Newer technologies explore harnessing both the “seeds” and the “soil” to improve regenerative medicine outcomes by combining bioscaffold and stem cell technologies. For example, normal pregnancy and fetal development was observed in a rat transplanted with a decellularized uterine scaffold seeded with primary uterine cells or bone marrow-derived MSCs⁵³. However, pregnancy outcomes were influenced by the decellularization procedure which suggest that critical components of the ECM are needed for effective reconstruction.

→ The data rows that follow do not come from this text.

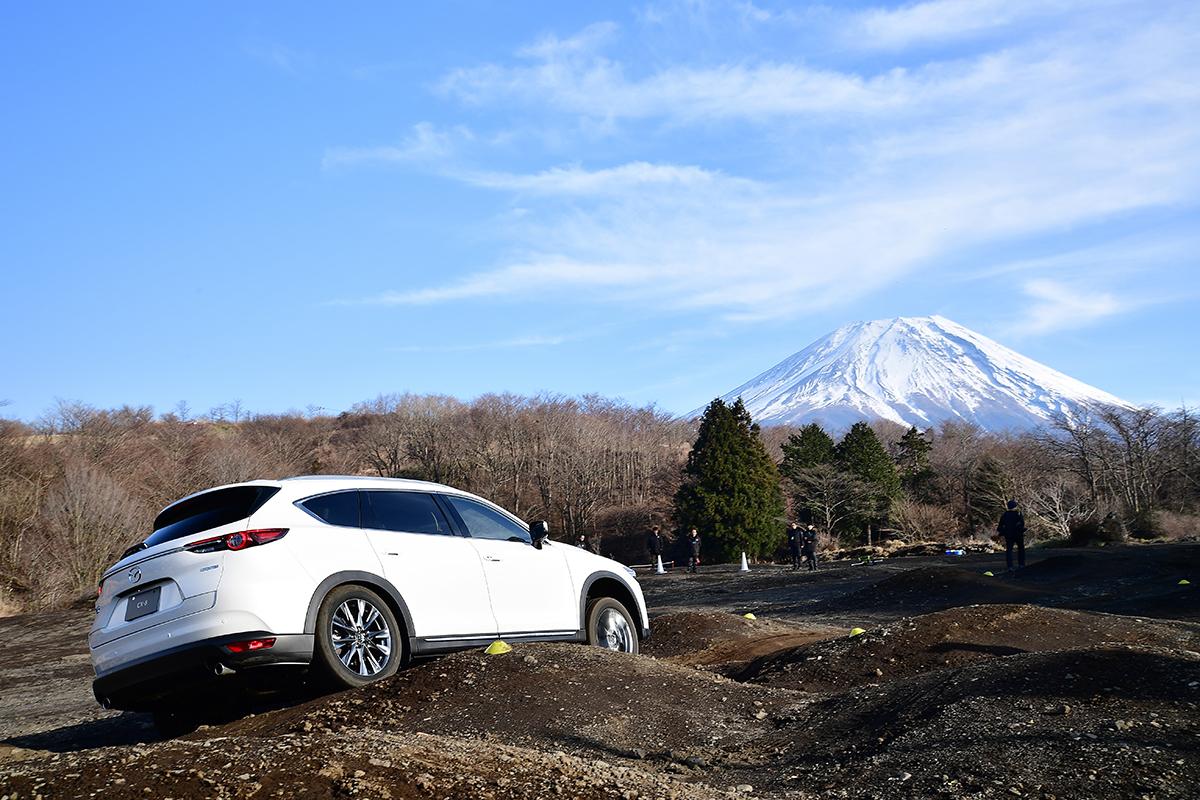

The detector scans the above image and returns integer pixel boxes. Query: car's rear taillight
[224,637,275,652]
[184,528,288,553]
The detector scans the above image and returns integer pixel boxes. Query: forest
[0,395,1200,613]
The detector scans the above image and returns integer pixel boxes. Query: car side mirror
[529,519,550,551]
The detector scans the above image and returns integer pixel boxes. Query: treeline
[0,395,1200,608]
[676,401,1200,557]
[0,395,694,608]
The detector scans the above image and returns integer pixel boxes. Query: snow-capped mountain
[696,317,1130,431]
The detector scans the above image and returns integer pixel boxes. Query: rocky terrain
[0,545,1200,799]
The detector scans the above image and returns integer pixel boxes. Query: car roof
[158,475,480,516]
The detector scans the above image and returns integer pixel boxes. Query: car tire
[313,585,404,688]
[584,597,638,655]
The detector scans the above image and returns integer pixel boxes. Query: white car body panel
[466,539,580,636]
[89,476,649,702]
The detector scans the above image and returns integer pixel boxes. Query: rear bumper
[91,631,313,711]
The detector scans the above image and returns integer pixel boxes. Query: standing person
[787,522,800,571]
[646,525,662,570]
[800,525,817,572]
[996,500,1025,572]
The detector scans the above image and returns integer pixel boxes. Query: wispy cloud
[322,122,474,169]
[242,42,307,73]
[1012,279,1134,335]
[458,161,734,196]
[333,0,1200,331]
[845,0,1094,49]
[391,336,571,353]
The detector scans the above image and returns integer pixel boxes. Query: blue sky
[0,0,1200,419]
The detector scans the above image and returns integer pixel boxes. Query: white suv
[89,476,649,711]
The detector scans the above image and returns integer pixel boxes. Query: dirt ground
[0,545,1200,799]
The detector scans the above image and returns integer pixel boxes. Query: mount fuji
[694,317,1133,432]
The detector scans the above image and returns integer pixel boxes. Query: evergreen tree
[838,422,900,499]
[896,426,934,501]
[838,422,900,545]
[779,422,836,480]
[674,398,784,560]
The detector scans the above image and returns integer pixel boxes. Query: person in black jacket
[646,525,662,569]
[996,500,1025,572]
[787,522,800,570]
[800,525,817,572]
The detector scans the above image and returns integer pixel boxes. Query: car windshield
[145,486,280,547]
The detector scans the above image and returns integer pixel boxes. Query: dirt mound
[642,612,767,658]
[836,565,1038,613]
[642,612,845,675]
[0,729,727,800]
[757,646,1200,798]
[737,604,1200,692]
[214,644,796,763]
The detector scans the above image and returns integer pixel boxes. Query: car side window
[443,494,533,545]
[362,491,455,536]
[298,491,360,528]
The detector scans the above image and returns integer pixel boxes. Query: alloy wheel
[329,597,392,678]
[595,608,636,652]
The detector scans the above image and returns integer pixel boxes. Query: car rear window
[145,486,280,547]
[300,491,359,528]
[362,492,454,536]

Alternative scaffolds including a porcine intestinal submucosa demonstrated effective niche environment for umbilical cord mesenchymal stem cell proliferation and adhesion and depending on the resection length, uterine repair and pregnancy outcomes were similar to control animals⁵⁴. In humans, a pilot study of young women with vaginal agenesis in whom a neovagina was created surgically using vulvar derived autologous epithelial and muscle cells seeded onto a biodegradable scaffolds had evidence of both vaginal epithelial and muscle layers in post operative biopsies⁵⁵. While these studies are promising, larger, well-controlled studies and a move toward biomimetic bioinspired solutions are needed to address the cell and environmental (scaffold) components for optimal tissue regeneration and repair.

Finally, it is still not known which reproductive organs house adult stem cells. The optimal approach for tissue bioengineering would include reaction of reconstructed tissue from native ECM and with endogenous stem cells. While adult stem cells have been confirmed in the placenta and endometrium, investigating if other reproductive organs, like the vagina and fallopian tube, contain stem cells is imperative^56–60. This information will expand the knowledge gap of basic tissue repair in these organs but also could provide a rich source of endogenous cells types to improve cell-based therapy and tissue regeneration.